C’est une pratique peu évoquée mais très fréquente dans les familles. Nombreuses sont des jeunes filles qui n’ont jamais été en possession des sommes d’argent données en guise de dot les jours de leur mariage. Une victime s’est confiée sous l’anonymat à un reporter de Fatalainfos.com. Elle révèle que c’est sa propre mère qui a « utilisé sa dot ». Le fait remonte à octobre 2019 dans le quartier Lambanyi.
1 000 000 de francs guinéens, c’est le montant qui avait été donné comme dot le jour où le lien du mariage a été établi entre elle et son époux. Mais d’après elle, cet argent n’est jamais arrivé dans ses mains.
« Quand le lien de mariage a été fait à la mosquée, l’argent donné comme dot a été remis, dans un premier temps, à mon oncle paternel. D’ailleurs c’est lui qui a été pris comme témoin de mon mariage. Ensuite il est allé remettre l’argent à ma mère. C’était une somme d’un million de francs guinéens. Le lendemain du mariage, mon oncle a dit qu’il a remis ma dot à ma mère. Alors j’ai demandé à ma mère mais elle a dit qu’elle était en manque d’argent pour son commerce.
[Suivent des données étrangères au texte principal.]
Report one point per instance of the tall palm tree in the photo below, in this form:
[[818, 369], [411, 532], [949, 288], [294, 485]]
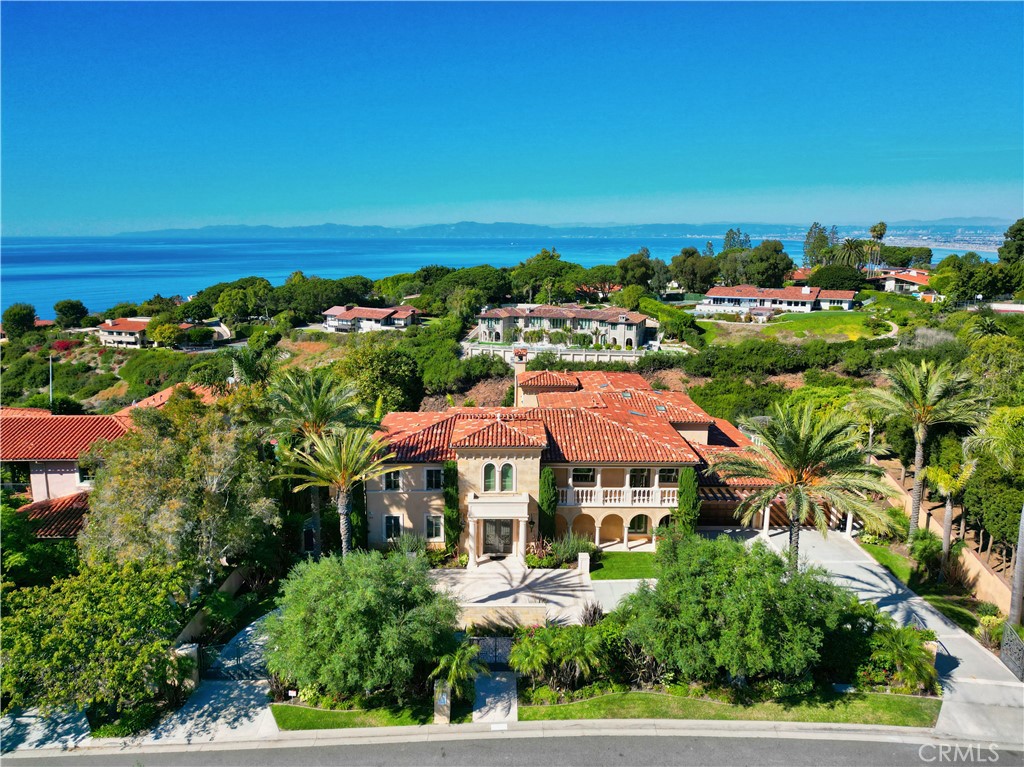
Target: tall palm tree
[[851, 253], [1001, 436], [308, 403], [949, 484], [813, 463], [984, 327], [338, 462], [461, 667], [927, 395]]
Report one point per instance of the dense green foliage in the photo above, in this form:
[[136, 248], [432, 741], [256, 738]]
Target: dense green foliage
[[100, 639], [364, 625]]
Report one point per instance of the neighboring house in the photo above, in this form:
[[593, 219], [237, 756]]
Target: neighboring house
[[611, 326], [351, 318], [40, 324], [127, 333], [900, 281], [740, 299], [615, 446], [42, 451], [206, 395], [57, 518]]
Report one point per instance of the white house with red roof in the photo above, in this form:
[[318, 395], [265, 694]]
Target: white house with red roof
[[742, 299], [351, 318], [615, 446], [610, 326]]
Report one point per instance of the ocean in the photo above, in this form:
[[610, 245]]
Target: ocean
[[102, 271]]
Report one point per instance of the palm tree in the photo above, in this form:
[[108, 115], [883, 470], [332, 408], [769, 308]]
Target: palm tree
[[458, 669], [308, 403], [338, 462], [927, 395], [253, 367], [529, 655], [984, 327], [902, 648], [1003, 437], [811, 462], [851, 253], [950, 485]]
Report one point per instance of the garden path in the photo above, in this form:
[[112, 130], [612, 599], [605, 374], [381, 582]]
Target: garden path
[[981, 698]]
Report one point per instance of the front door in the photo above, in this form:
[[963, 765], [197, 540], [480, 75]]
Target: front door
[[497, 536]]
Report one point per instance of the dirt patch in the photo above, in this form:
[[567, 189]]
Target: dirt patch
[[486, 393]]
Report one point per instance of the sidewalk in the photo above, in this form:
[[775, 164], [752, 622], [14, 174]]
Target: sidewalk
[[981, 698]]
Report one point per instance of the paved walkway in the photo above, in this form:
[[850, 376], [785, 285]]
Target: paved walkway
[[508, 582], [981, 698], [496, 699]]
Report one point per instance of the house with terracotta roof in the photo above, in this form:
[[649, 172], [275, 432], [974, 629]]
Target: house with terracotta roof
[[612, 326], [42, 451], [352, 318], [615, 446], [742, 299]]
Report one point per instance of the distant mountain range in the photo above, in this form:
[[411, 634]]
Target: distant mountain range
[[509, 230]]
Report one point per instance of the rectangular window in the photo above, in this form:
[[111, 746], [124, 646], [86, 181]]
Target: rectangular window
[[435, 479], [582, 476], [86, 473], [639, 478]]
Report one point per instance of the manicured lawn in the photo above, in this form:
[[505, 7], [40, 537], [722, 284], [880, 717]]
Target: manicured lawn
[[954, 606], [853, 708], [615, 565], [821, 324], [895, 563], [291, 717]]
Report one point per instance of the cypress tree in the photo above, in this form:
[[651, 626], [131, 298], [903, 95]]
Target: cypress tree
[[687, 502], [548, 503]]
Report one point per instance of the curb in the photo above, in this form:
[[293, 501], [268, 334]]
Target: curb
[[512, 730]]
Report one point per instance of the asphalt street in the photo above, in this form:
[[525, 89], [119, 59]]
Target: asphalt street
[[565, 752]]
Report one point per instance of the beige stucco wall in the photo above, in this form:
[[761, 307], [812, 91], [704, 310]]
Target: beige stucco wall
[[54, 479], [526, 478], [414, 503]]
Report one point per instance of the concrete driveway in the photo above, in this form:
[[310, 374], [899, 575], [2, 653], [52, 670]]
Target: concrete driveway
[[981, 698], [507, 582]]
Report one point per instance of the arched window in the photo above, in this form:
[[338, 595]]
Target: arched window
[[507, 480]]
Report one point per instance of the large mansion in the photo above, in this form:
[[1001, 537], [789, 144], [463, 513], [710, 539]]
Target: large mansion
[[615, 445], [742, 299], [611, 326]]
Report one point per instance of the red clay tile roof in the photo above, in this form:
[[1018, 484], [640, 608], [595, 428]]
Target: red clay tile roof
[[24, 413], [205, 393], [601, 381], [548, 379], [750, 291], [499, 433], [566, 311], [56, 437], [124, 326], [57, 518]]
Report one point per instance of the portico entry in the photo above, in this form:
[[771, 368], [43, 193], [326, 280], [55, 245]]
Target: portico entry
[[498, 525], [498, 537]]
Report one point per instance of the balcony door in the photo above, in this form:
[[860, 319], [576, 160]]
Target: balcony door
[[497, 536]]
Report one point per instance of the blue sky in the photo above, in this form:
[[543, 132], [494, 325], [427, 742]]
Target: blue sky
[[144, 116]]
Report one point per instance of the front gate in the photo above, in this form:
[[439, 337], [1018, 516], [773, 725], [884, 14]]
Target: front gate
[[1012, 651]]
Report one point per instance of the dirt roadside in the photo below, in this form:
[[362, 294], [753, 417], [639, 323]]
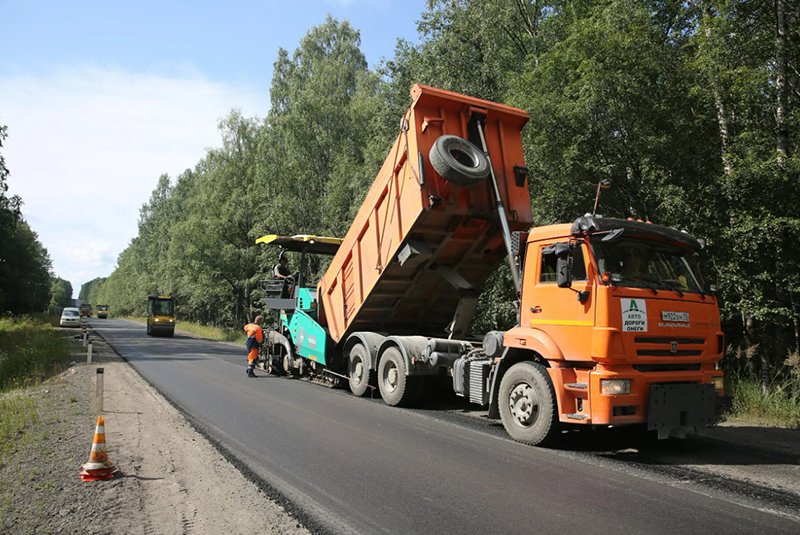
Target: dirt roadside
[[170, 479]]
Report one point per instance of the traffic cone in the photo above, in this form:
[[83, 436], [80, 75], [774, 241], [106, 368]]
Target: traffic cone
[[98, 467]]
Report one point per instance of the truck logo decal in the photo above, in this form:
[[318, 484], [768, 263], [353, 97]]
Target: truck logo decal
[[634, 315]]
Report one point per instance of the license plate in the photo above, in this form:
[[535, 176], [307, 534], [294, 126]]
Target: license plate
[[675, 316]]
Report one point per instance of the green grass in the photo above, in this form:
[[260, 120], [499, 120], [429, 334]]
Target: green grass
[[776, 407], [30, 351], [203, 331]]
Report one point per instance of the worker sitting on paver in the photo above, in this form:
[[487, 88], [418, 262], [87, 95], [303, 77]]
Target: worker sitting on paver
[[255, 337], [281, 272]]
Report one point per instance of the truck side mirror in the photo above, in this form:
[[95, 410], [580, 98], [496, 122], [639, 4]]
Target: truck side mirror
[[563, 261]]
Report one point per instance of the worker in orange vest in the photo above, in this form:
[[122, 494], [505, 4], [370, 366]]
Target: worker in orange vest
[[255, 337]]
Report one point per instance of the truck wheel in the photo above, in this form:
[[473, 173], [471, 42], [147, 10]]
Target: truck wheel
[[361, 377], [528, 406], [397, 388], [459, 161]]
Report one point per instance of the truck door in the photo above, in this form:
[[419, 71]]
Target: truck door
[[565, 314]]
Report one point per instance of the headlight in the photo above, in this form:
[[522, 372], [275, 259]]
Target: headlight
[[615, 387]]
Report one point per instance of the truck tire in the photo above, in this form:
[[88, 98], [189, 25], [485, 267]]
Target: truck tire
[[459, 161], [528, 406], [361, 377], [397, 388]]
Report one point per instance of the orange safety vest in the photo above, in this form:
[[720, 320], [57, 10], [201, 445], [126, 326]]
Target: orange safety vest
[[251, 329]]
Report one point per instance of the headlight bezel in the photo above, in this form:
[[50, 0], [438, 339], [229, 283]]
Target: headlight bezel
[[615, 387]]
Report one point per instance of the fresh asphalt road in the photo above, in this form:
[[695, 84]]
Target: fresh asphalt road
[[350, 465]]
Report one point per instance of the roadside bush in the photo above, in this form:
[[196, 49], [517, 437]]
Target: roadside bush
[[30, 351], [774, 405]]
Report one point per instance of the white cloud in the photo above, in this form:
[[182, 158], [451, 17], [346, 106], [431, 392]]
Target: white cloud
[[86, 147]]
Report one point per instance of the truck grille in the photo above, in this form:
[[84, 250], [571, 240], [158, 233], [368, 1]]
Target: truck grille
[[669, 347], [478, 375]]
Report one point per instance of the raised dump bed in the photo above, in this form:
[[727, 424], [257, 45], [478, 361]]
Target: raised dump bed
[[421, 244]]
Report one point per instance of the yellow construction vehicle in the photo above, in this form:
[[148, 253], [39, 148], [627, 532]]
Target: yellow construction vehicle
[[160, 315]]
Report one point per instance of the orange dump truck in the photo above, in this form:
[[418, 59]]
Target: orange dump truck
[[616, 324]]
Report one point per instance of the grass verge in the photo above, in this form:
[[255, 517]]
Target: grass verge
[[775, 407], [30, 351]]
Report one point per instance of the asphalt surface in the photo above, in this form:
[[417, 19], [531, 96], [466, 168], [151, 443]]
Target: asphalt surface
[[347, 465]]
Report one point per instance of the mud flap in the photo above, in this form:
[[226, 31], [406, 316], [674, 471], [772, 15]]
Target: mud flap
[[676, 408]]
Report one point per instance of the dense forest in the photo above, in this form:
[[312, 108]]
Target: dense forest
[[688, 108], [26, 281]]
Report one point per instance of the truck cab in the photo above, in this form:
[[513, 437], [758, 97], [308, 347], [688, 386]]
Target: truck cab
[[624, 323]]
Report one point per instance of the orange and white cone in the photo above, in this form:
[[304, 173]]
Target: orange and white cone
[[98, 467]]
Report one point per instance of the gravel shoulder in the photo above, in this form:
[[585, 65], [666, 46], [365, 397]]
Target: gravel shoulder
[[171, 480]]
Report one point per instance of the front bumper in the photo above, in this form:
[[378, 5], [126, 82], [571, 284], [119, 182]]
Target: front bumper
[[666, 401]]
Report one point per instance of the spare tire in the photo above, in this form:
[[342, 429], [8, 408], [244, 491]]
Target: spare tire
[[459, 161]]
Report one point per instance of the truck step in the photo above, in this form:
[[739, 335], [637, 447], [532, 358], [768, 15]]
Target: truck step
[[577, 416]]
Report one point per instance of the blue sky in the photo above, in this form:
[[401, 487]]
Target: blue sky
[[100, 99]]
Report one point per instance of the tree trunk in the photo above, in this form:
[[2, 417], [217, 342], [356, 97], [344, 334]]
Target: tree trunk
[[781, 87], [748, 330], [795, 322]]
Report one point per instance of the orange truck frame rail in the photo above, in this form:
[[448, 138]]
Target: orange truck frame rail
[[616, 323]]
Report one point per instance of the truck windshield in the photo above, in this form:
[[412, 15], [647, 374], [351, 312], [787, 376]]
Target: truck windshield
[[641, 263]]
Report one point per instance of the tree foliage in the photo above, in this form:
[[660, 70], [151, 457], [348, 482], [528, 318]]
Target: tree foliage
[[25, 265]]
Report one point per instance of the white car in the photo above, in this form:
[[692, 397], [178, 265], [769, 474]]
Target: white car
[[71, 317]]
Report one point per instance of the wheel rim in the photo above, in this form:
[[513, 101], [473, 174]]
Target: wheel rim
[[462, 156], [523, 404], [390, 376]]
Elle a demandé de lui prêter l’argent qui a servi de dot à mon mariage en promettant de me le rembourser très prochainement. J’ai accepté. Six mois après, je lui ai demandée de me rendre l’argent. Elle s’est fâchée et m’a criée dessus. Finalement j’ai regretté de lui avoir prêtée l’argent. Je me suis mariée en octobre 2019 et j’ai un enfant de sept mois. Mais jusqu’à présent ma mère ne m’a restituée l’argent de ma dot. C’est ma mère, ça je le sais. Mais ça ne veut pas dire qu’elle a droit à se servir de ma dot et à ne pas me la rembourser. Elle a eu sa dot à elle. Je n’étais pas encore née. Si quelqu’un lui prenait sa dot comme elle l’a fait avec moi, elle n’allait jamais oublier cela. Je préfère ma mère à l’argent mais une dot, c’est un symbole. La seule qui doit s’en servir c’est la vraie propriétaire. Je suis l’unique et la vraie propriétaire de ma dot. Les imams le rappellent souvent dans les mosquées. Quiconque confisque la dot de sa fille ira en enfer sauf si celle-ci lui pardonne. La dot est ce qui valide le mariage entre l’homme et la femme. C’est ma mère mais ce qu’elle a fait, c’est anormal », raconte l’interlocutrice.
La jeune fille est âgée d’une vingtaine d’années. Après deux échecs au brevet d’études du premier cycle, elle a arrêté les études en 2019. N’espérant plus un remboursement de sa dot, elle rassure qu’elle ne va plus en parler avec sa mère. Ainsi, elle risque d’être l’une des nombreuses jeunes filles qui ne se serviront jamais de leur propre dot.